We now give a general statement of the d-separation property (Pearl, 1988) for directed graphs. Consider a general directed graph in which $ A $, $ B $, and $ C $ are arbitrary non-intersecting sets of nodes (whose union may be smaller than the complete set of nodes in the graph). We wish to ascertain whether a particular conditional independence statement $ A \perp\!\!\!\perp B | C $ is implied by a given directed acyclic graph. 

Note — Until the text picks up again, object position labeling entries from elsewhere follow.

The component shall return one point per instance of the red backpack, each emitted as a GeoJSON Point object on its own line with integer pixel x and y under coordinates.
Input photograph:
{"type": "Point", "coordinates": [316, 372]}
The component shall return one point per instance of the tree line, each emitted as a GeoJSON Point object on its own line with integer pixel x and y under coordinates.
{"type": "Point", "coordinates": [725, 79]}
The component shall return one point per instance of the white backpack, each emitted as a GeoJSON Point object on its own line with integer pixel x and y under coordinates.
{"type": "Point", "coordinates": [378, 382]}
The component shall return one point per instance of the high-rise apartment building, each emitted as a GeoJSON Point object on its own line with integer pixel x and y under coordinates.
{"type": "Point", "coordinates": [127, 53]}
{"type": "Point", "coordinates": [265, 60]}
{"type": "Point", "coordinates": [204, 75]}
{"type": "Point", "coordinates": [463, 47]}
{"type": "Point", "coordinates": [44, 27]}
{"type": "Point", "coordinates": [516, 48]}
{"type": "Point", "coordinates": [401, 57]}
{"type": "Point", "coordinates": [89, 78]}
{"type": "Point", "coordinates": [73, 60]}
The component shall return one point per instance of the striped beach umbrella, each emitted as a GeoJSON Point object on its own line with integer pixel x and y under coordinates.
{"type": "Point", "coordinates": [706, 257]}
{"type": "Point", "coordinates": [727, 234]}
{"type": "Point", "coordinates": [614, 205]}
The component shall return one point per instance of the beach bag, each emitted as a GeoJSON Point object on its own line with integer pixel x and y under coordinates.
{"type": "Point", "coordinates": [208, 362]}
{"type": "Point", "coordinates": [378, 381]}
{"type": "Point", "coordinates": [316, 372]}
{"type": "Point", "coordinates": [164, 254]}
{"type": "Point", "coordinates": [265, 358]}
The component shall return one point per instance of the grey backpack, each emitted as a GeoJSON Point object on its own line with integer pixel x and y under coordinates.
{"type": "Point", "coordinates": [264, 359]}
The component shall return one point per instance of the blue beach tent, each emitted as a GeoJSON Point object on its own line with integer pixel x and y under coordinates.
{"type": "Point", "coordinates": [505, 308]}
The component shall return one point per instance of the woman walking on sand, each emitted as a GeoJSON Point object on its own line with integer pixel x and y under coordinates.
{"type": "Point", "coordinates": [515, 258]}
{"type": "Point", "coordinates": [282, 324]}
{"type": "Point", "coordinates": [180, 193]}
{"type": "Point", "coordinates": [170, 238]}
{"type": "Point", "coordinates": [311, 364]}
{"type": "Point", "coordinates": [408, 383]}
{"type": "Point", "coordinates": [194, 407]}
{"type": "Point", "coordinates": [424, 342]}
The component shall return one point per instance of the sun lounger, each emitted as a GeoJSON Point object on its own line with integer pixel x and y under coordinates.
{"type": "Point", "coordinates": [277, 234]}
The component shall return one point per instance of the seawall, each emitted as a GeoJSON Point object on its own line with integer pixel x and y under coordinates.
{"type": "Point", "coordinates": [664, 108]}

To do so, we consider all possible paths from any node in $ A $ to any node in $ B $. Any such path is said to be blocked if it includes a node such that either:

1. The arrows on the path meet either head-to-tail or tail-to-tail at the node, and the node is in the set $ C $, or
2. The arrows meet head-to-head at the node, and neither the node, nor any of its descendants, is in the set $ C $.

If all paths are blocked, then $ A $ is said to be d-separated from $ B $ by $ C $, and the joint distribution over all of the variables in the graph will satisfy $ A \perp\!\!\!\perp B | C $.

The concept of d-separation is illustrated in Fig.22. In graph (a), the path from $ a $ to $ b $ is not blocked by node $ f $ because it is a tail-to-tail node for this path and is not observed, nor is it blocked by node $ e $ because, although the latter is a head-to-head node, it has a descendant $ c $ which is in the conditioning set. Thus the conditional independence statement $ a \perp\!\!\!\perp b | c $ does not follow from this graph. In graph (b), the path from $ a $ to $ b $ is blocked by node $ f $ because this is a tail-to-tail node that is observed, and so the conditional independence property $ a \perp\!\!\!\perp b | f $ will be satisfied by any distribution that factorizes according to this graph. Note that this path is also blocked by node $ e $ because $ e $ is a head-to-head node and neither it nor its descendant are in the conditioning set.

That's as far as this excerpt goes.